Find Us On Social Media :

Malaysia Open 2022 - Masih Puasa Gelar, Rexy Mainaky Soroti Faktor Kelemahan Ganda Putri Nomor Satu Tuan Rumah

Atlet bulutangkis ganda putri Malaysia, Pearly Tan dan Thinaah Muralitharan, sedang memberikan isyarat kepal tangan tanda keberhasilan saat bertanding di Istora Senayan, Jakarta, 11 Juni 2022.
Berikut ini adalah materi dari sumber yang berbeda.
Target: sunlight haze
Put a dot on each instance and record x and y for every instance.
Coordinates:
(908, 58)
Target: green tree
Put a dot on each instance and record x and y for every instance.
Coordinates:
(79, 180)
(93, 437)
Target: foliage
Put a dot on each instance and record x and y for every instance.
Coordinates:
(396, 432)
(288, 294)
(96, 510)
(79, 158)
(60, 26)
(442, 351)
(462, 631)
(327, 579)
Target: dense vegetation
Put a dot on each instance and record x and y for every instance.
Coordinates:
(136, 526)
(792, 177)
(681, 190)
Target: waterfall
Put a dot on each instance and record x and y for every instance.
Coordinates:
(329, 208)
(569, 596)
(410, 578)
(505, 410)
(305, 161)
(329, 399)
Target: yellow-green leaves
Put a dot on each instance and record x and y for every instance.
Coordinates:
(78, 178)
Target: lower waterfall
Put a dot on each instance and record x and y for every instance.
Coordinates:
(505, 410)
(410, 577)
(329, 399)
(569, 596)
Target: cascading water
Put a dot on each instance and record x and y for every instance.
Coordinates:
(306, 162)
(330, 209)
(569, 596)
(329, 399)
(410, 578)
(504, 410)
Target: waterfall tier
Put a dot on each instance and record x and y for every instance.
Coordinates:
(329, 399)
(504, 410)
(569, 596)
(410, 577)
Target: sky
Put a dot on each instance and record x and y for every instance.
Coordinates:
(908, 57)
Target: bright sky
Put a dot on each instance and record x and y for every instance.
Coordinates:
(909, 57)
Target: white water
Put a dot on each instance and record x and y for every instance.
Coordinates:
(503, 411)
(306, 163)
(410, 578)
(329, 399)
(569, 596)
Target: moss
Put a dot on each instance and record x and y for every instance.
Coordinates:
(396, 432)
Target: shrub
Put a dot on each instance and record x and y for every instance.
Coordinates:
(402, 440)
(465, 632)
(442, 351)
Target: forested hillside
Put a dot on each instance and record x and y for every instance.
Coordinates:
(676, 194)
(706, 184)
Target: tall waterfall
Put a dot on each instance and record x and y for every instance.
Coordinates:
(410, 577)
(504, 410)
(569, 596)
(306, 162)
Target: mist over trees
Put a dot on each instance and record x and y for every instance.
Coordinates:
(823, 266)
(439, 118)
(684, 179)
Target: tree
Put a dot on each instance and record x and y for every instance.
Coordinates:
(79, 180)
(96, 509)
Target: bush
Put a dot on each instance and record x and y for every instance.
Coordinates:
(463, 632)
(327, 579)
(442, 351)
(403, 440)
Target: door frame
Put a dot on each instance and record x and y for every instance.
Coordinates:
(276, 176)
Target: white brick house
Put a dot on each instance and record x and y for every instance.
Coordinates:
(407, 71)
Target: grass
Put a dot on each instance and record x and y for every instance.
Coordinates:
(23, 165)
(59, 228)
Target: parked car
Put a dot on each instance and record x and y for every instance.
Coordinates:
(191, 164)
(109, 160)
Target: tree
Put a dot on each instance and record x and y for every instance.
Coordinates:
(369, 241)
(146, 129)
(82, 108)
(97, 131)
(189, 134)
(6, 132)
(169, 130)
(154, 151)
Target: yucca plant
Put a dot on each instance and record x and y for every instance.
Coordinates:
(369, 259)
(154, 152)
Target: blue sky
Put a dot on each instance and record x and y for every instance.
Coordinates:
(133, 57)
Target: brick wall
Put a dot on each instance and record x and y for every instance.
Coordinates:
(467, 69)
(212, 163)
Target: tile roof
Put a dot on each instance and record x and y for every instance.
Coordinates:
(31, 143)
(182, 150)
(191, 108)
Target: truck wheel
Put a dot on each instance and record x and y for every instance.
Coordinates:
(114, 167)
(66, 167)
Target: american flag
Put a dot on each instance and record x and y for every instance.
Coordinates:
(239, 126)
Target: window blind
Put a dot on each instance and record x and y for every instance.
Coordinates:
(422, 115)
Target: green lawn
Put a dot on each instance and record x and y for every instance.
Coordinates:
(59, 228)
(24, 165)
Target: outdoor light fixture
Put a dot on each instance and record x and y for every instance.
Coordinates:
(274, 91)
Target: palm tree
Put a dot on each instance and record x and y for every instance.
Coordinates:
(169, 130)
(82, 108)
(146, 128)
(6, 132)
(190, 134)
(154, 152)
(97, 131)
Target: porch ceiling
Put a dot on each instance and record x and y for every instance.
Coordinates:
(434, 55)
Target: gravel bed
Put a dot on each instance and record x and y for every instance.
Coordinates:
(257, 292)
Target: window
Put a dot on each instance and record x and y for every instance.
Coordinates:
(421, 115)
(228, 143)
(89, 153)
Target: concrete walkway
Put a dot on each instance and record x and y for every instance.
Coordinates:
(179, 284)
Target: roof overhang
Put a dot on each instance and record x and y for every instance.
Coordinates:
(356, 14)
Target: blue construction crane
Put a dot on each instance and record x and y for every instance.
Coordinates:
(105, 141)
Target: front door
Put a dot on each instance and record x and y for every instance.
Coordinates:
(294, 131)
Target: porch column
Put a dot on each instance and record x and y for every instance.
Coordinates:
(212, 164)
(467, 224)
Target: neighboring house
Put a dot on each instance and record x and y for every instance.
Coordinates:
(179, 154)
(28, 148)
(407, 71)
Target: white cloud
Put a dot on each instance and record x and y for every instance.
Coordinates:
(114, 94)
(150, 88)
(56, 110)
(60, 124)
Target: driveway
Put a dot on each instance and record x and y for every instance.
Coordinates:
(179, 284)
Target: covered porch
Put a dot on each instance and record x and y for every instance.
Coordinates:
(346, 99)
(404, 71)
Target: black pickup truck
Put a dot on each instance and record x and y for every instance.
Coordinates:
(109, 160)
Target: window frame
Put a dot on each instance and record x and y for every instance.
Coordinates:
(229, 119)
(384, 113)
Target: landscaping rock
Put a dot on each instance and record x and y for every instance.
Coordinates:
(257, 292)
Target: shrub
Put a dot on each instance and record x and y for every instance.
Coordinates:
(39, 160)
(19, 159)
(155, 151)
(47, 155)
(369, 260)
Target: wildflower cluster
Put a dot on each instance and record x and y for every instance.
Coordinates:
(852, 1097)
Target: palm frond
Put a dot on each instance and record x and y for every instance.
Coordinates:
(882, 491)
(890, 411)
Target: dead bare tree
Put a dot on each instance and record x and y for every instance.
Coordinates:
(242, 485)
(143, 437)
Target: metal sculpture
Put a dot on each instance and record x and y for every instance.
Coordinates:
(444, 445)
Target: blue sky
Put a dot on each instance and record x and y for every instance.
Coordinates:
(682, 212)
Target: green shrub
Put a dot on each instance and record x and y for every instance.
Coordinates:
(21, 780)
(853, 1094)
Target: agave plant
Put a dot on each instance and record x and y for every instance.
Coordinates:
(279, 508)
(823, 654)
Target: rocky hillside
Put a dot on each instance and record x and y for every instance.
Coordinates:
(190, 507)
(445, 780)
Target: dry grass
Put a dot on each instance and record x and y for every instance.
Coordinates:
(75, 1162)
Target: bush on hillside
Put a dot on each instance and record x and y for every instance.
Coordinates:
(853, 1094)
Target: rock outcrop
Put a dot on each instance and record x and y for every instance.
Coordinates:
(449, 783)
SportFEAT.com - Gugur prematur di Malaysia Open 2022, Rexy Mainaky lontarkan kritik tajam untuk Pearly/Thinaah yang terjebak dengan kesalahan mereka sendiri.

Pearly Tan/Muralitharan Thinaah yang merupakan ganda putri terbaik yang dimiliki Malaysia kembali memperpanjang tren buruk mereka.

Kini mereka kini telah menambah catatan puasa gelar lebih dari setahun lamanya.

Swiss Open 2021 menjadi gelar terakhir kali yang mereka rasakan.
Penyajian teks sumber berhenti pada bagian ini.